The Smoking Gun describes how Frey “traveled to a Minnesota clinic and gave an on-camera pep talk to Sandie, a viewer who checked herself into rehab after learning about Frey's book . . . . ‘If I can do it, you can do it,’ Frey told her.” Thus Frey helped television to prod people to enroll in the kind of treatment he rejected, undercutting the mission he outlined at the Random House web site:
I survived my addictions. I lived through them and past them. I did not do it the way most are told is the only way.

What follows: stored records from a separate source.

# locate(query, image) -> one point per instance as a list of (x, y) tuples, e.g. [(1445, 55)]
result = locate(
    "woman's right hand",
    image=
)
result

I did not use God or a Higher Power or a Twelve Step Group of any kind. I used my will, my heart, my friends, my family. Most people who use God or a Higher Power or a Twelve Step Group fail. There is another way that might work. It worked for me. I want to share it. I hope it works for others.
Frey’s Greatest Failure
There is one other reason James Frey’s views about addiction and treatment have not had a big impact, despite his book’s overwhelming success. He doesn’t believe them totally himself. After all, Frey is a guy who wasted a lot of time taking drugs and drinking, thereby violating his own values of self-reliance and wanting to be a contributing member of society. Thus the two parts of Frey’s book – the outlandish claims about his drunken and drugged behavior, and his fearlessness in turning to himself for a cure – are at war with each other.
We can view Frey’s addictiveness as really his own acceptance in a part of him of the AA message he felt that he had to reject. How else are we to interpret Frey’s various descriptions in the book of “the great and terrible rock” (crack):
Give me more please give me more I want need have to have more. I’ll give my life heart soul money future everything please give me more. I want need have to have more. Give me more and I’ll give you everything. Give me more and I’ll do whatever you want.
In order to justify his own past behavior, Frey simply restates the disease prophecy: “I was weak and pathetic and I couldn’t control myself.” But, as he embarked on his own self-cure through the unique approach of exposing himself to the temptation of drugs and alcohol without using, it turned out at some point he did have the motivation to control himself. “I have a decision to make. It is a simple decision. It has nothing to do with God or Twelve of anything other than twelve beats of my heart. . . . Yes or no.”
That the crucial, original part of Frey’s book – the heartfelt and accurate part – has not been heard indicates how difficult it is to break the AA hegemony in the United States . The worst thing about AA – and the experience Frey underwent at Hazelden – is its denial of the existence of valid alternative paths to ending addiction. We have reached an impasse until more people who end their addictions quietly, on their own terms, come forward to reveal their personal experiences. But, in order to do that these silent veterans of addiction would have to violate what likely led them to their own brand of recovery: they value their privacy and they want to develop a meaningful life separate from a therapy program. Such people do not feel an urge to proselytize.
Frey’s moral failings have undercut his ability to promote self-cure of addiction. It will take a stronger person than Frey – perhaps many such people – to fight the monolithic American treatment system. Frey has lost the claims of authority and authenticity to assert what he really believes – that America ’s ineffective drug and alcohol treatment, as well as its cultural wellsprings, are limited by religious beliefs and drug bogeymen.